Locking together in a new pattern, tinted the dull
umber of humiliation.
Was she
laughing at me when she said that? At how easy I was to fool, how eager to
believe?
Laughing as
she said it, safe in the knowledge that I couldn’t see?
A handful of jief
comes loose in Nolikka’s grip. How could
I be so stupid as to let her make such a fool of me?
How could I be
so stupid?
Something stirs sluggishly at the heart of the ice, a
half-glimpsed hideous shape the sweet lime green of rot.
If I didn’t
know that she –
How do I know
they aren’t all –
“Stupid, stupid, stupid!”
Her own voice startles her and she presses both hands over her mouth before any
more words can escape, words that might crack the ice and let the creature
inside loose. The sap from the jief burns her lips. Nolikka catches hold
of the small discomfort as hard as she can, adds the sting of split knuckles
and grazed palms that came from somewhere inside the dull maroon storm that
broke over her when she understood what Captain Night was telling her. I hit something.
Hit someone,
too, vague recollection of the satisfying meaty thud of her fist hitting flesh.

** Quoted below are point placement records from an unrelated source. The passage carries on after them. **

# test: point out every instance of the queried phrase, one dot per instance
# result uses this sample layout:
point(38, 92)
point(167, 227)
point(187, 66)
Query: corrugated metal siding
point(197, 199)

Nolikka is terribly afraid it may have been Captain
Night who she hit.
Fine thank you
for all that he’s done.
She remembers, then, that he is waiting, that she is
keeping him waiting, just outside, if you
need anything.
Nolikka does not want to face him. Does not want to
face anyone, but most particularly
not Captain Night, surely now regretting his kindness and wishing her anywhere
but on his ship.
If she could sit here in this garden until the suns
burned out, shivering a little in a climate that cares nothing for human
comfort, she would.
But sooner or
later, someone will come.
And if she must face them, Nolikka would rather do it
on her terms.
The door hisses open as she reaches it. Outside, the
air is warmer, with the blank grey smell of well-maintained ventilation systems.
“Dr Toin.” Nolikka
cannot hear disdain, or mockery, or regret, in Captain Night’s voice, but she
is painfully aware that she can no longer trust that what she does not hear is
not there.
She makes her voice confident. "I should get back to the Myth. Back to work.”"Are you-" Captain Night hesitates. "Of course. I was headed back there myself, if you don't mind the company."

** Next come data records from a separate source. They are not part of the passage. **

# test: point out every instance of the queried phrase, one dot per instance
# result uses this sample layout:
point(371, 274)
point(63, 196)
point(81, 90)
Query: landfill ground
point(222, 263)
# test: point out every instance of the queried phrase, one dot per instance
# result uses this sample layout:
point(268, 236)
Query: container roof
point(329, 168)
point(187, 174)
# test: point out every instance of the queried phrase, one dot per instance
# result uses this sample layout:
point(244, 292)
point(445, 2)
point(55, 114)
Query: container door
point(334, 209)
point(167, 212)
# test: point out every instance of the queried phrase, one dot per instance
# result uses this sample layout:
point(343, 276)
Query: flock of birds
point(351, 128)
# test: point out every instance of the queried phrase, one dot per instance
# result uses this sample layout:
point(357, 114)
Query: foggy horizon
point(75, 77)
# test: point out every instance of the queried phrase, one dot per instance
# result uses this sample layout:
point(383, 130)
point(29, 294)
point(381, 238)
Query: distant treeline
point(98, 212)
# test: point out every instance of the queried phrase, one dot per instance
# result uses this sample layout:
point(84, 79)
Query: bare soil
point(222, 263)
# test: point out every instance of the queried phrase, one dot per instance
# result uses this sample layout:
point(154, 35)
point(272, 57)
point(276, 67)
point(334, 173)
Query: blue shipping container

"I would appreciate it." A rustle of cloth as he moves closer. "I should have paid closer attention – I’m not quite sure how I got here."
“A ship this size can be quite a maze,” Captain Night says gently. “What do you usually do? If you are lost?”

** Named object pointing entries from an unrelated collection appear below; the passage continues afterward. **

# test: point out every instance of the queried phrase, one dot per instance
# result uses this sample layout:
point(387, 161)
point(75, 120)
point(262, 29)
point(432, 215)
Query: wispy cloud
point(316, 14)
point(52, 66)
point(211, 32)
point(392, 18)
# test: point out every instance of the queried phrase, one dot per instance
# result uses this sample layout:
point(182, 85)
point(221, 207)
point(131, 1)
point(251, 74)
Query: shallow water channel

Her usual answers are ready. I can access maps … the technology of my assistance device is quite sophisticated … I get lost much less frequently than you no doubt expect, less frequently than someone who can see.
All of it quite true. Nolikka takes a breath and tells a different truth, instead. “I choose a direction,” she says. “And just keep going.”
“Then, shall we?”
“Yes.” She puts out her hand, and finds his arm already there. “Yes. We shall.”